As World War II unfolded in Europe, a Navy officer was sent to England to observe and adopt British photo interpretation methods. He returned to set up the Navy's first photographic interpretation school. As the war expanded, Navy photographers were trained by Movietone News, Kodak, and Fairchild Camera and Instrument company. Many civilian photographers fulfilled their military obligation by serving in combat photography units (CPUs). The war saw 1,500 naval officers and 5,300 enlisted men trained at the Navy photography school. The Navy Photographic Science Laboratory established in Washington, D.C. in 1943, was later renamed the Naval Photographic Center.

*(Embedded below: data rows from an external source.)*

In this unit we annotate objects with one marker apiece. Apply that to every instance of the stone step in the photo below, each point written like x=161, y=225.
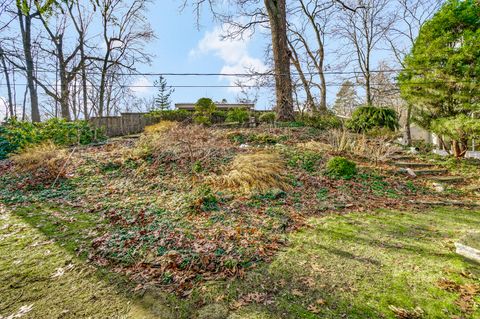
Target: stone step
x=447, y=179
x=400, y=157
x=446, y=203
x=412, y=164
x=430, y=171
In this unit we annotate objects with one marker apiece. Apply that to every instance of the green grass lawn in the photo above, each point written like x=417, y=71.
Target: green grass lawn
x=378, y=265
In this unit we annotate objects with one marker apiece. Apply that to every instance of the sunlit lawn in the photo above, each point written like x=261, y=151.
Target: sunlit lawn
x=378, y=265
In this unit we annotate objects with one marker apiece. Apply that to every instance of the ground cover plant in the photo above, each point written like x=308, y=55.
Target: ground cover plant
x=186, y=208
x=16, y=135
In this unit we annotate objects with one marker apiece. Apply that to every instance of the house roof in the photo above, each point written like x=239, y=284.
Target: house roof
x=221, y=106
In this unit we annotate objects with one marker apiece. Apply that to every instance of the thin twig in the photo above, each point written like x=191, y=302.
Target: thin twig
x=63, y=167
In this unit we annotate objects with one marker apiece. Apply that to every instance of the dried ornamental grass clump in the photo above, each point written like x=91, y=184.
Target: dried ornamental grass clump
x=46, y=160
x=184, y=146
x=258, y=172
x=160, y=127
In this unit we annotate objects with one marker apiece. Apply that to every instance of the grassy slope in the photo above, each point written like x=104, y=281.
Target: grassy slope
x=358, y=266
x=41, y=274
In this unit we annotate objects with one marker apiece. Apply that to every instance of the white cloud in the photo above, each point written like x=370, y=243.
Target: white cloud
x=142, y=86
x=233, y=52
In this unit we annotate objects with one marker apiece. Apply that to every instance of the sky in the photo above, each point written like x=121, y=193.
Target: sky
x=182, y=47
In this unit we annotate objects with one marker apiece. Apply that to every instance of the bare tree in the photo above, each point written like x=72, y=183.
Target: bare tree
x=410, y=18
x=271, y=14
x=312, y=17
x=67, y=64
x=81, y=20
x=125, y=31
x=365, y=29
x=6, y=74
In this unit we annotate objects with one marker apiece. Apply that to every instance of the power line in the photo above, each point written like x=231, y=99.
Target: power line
x=253, y=74
x=272, y=85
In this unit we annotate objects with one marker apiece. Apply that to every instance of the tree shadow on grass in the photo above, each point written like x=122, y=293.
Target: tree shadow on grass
x=71, y=231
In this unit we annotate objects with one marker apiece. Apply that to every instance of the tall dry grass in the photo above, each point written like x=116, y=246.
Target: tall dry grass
x=250, y=173
x=46, y=160
x=378, y=149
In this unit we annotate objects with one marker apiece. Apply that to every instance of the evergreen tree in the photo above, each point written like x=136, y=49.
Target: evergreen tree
x=162, y=99
x=346, y=100
x=441, y=79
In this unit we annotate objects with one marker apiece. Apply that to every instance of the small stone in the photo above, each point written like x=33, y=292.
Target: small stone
x=440, y=188
x=213, y=311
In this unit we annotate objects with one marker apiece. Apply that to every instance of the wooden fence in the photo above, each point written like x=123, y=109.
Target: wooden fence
x=125, y=124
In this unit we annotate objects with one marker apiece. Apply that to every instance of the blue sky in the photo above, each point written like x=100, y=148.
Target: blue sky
x=181, y=47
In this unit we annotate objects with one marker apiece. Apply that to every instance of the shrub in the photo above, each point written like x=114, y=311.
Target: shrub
x=321, y=121
x=183, y=146
x=203, y=200
x=218, y=117
x=264, y=138
x=366, y=118
x=249, y=173
x=204, y=109
x=306, y=160
x=45, y=160
x=172, y=115
x=422, y=146
x=340, y=167
x=160, y=127
x=16, y=135
x=61, y=132
x=261, y=138
x=238, y=115
x=267, y=117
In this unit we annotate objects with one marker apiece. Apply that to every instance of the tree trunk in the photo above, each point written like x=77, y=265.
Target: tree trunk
x=323, y=94
x=368, y=89
x=310, y=102
x=281, y=55
x=7, y=80
x=408, y=132
x=84, y=82
x=25, y=29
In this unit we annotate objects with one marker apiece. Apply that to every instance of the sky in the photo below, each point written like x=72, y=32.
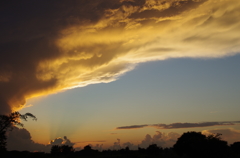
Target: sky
x=116, y=73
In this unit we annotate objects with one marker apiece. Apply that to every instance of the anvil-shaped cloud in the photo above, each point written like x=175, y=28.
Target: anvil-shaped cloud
x=50, y=46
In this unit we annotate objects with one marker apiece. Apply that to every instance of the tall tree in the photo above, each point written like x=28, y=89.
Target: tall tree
x=7, y=121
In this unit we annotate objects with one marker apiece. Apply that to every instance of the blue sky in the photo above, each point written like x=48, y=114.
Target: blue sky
x=102, y=71
x=169, y=91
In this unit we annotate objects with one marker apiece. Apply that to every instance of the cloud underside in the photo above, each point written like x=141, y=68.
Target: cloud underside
x=181, y=125
x=47, y=47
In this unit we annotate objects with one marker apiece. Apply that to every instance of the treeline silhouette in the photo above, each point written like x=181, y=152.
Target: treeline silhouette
x=189, y=145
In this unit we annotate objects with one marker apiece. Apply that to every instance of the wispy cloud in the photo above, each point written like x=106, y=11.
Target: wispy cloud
x=50, y=46
x=181, y=125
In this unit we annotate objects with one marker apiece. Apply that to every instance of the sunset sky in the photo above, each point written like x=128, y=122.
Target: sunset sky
x=116, y=73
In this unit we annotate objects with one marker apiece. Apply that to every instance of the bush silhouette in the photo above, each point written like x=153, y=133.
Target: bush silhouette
x=195, y=144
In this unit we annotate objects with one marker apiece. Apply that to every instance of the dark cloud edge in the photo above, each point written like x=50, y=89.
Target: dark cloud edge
x=180, y=125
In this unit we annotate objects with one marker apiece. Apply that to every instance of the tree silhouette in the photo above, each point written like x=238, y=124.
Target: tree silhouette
x=7, y=121
x=63, y=149
x=195, y=144
x=235, y=147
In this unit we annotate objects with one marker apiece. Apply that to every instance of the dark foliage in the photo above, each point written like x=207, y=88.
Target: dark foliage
x=7, y=121
x=195, y=144
x=61, y=150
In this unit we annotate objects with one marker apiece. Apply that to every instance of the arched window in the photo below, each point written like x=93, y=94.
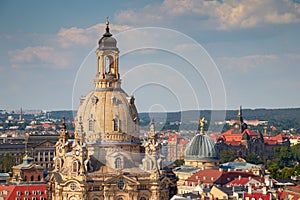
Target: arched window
x=118, y=163
x=91, y=125
x=116, y=127
x=75, y=166
x=107, y=64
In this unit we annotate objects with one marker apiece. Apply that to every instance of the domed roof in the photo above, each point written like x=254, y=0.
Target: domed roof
x=107, y=41
x=201, y=147
x=108, y=110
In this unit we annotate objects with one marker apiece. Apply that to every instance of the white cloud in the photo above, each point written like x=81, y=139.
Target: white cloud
x=230, y=14
x=39, y=56
x=245, y=63
x=68, y=37
x=59, y=50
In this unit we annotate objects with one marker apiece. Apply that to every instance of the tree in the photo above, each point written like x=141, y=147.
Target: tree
x=253, y=158
x=227, y=156
x=8, y=161
x=273, y=169
x=179, y=162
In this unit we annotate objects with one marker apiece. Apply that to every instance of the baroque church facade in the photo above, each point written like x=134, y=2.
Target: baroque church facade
x=107, y=160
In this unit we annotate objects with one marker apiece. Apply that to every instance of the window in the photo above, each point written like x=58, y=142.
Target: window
x=107, y=65
x=73, y=186
x=75, y=166
x=121, y=185
x=91, y=125
x=96, y=188
x=118, y=163
x=115, y=121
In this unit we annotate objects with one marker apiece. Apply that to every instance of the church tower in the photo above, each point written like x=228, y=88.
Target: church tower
x=105, y=159
x=108, y=115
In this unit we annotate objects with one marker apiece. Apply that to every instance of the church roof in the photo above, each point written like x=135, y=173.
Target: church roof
x=201, y=147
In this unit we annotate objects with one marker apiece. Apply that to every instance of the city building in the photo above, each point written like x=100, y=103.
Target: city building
x=42, y=149
x=176, y=146
x=201, y=153
x=106, y=159
x=27, y=182
x=244, y=141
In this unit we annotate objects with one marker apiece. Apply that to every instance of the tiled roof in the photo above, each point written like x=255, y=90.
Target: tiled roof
x=23, y=191
x=214, y=176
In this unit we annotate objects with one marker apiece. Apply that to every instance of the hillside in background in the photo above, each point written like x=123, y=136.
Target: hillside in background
x=282, y=119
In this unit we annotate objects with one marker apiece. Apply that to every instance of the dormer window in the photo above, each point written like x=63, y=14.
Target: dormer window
x=91, y=125
x=116, y=126
x=118, y=163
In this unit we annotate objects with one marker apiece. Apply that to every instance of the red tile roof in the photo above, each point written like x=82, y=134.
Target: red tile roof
x=175, y=138
x=23, y=191
x=242, y=181
x=257, y=195
x=290, y=192
x=214, y=176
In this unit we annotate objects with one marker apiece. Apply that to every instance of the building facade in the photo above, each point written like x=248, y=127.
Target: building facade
x=106, y=159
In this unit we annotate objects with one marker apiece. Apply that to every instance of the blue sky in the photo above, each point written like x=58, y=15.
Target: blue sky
x=254, y=46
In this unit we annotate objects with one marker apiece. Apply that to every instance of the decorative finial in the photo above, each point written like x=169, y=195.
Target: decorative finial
x=107, y=33
x=63, y=123
x=107, y=22
x=202, y=123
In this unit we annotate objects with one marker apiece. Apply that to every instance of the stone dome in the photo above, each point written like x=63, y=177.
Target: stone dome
x=201, y=147
x=107, y=42
x=105, y=111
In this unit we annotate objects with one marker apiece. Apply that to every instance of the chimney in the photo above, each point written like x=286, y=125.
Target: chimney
x=250, y=189
x=264, y=190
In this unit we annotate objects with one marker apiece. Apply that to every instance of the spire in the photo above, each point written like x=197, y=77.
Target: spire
x=240, y=115
x=202, y=123
x=63, y=134
x=63, y=123
x=107, y=33
x=152, y=126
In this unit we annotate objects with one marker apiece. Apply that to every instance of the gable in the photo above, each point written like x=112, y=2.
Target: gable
x=126, y=179
x=45, y=143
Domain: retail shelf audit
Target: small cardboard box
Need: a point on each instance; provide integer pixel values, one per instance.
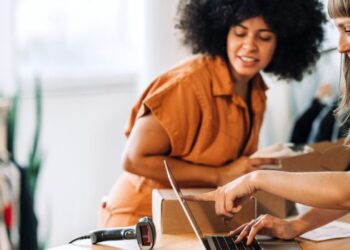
(327, 156)
(274, 205)
(169, 217)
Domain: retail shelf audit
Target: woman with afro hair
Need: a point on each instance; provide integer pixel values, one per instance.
(204, 115)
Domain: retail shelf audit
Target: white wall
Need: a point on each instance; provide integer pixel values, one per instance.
(7, 58)
(161, 47)
(82, 142)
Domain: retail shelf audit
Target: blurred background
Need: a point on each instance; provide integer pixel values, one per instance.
(93, 58)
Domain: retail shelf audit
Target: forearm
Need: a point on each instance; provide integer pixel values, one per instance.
(314, 218)
(318, 189)
(185, 173)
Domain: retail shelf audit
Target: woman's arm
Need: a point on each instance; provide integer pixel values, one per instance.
(329, 190)
(287, 229)
(149, 144)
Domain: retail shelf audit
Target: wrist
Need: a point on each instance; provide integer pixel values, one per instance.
(255, 180)
(298, 227)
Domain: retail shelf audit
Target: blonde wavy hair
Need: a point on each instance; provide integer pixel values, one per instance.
(336, 9)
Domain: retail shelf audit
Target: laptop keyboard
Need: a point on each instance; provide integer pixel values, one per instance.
(228, 243)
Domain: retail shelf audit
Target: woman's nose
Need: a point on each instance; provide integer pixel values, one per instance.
(249, 43)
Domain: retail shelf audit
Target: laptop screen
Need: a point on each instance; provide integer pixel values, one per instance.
(183, 202)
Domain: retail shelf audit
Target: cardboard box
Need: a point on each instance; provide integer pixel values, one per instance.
(273, 205)
(169, 217)
(327, 156)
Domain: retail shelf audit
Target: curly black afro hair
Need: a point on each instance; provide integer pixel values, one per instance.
(297, 24)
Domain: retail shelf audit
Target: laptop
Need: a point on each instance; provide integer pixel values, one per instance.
(222, 242)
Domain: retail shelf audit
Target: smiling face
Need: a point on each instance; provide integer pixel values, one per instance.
(250, 47)
(343, 26)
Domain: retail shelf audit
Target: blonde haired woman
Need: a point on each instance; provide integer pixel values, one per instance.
(327, 192)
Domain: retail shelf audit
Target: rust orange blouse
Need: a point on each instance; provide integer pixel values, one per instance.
(206, 121)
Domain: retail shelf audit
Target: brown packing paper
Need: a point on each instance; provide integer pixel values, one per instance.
(327, 156)
(169, 218)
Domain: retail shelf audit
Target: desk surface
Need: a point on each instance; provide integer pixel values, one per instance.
(189, 241)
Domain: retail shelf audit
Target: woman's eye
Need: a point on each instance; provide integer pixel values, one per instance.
(240, 33)
(265, 38)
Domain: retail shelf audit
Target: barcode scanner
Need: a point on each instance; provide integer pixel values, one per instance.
(144, 232)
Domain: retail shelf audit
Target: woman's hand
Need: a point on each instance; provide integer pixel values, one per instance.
(230, 197)
(267, 225)
(241, 166)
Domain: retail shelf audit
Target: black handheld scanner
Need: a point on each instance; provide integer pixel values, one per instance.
(144, 232)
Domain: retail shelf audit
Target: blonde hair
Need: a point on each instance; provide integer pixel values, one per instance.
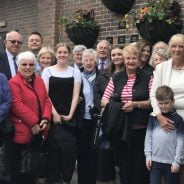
(87, 52)
(131, 49)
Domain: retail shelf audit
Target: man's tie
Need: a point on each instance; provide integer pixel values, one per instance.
(15, 64)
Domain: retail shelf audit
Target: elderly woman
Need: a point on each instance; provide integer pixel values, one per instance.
(171, 73)
(30, 112)
(131, 87)
(63, 84)
(106, 156)
(45, 58)
(86, 156)
(77, 56)
(5, 103)
(145, 50)
(158, 56)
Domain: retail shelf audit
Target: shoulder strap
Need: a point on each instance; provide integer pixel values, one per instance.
(118, 85)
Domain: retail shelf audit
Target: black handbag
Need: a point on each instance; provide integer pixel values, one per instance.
(6, 128)
(34, 161)
(97, 137)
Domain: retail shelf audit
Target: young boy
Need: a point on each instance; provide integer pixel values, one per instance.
(164, 150)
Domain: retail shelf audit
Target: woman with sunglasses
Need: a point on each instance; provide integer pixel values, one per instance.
(30, 112)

In 1948, the photographer's mate abbreviation changed from PHOM to PH, and the symbol of the camera on the rating badge was replaced by divergent light rays passing through a lens. As jet aircraft appeared, the old 9 in film width was replaced by 70 mm and then 5 in film in larger cameras. The RF-8 Crusader was replaced by the RA-5 Vigilante aboard super carriers equipped with a chute from the flight deck to a photo darkroom so film packages detached from the aircraft upon landing could be fed into developing machines to be available for debriefing when the pilot reached his ready room. Navy photographers were sent to the University of Southern California to study motion picture production techniques, and to Syracuse University for photojournalism training.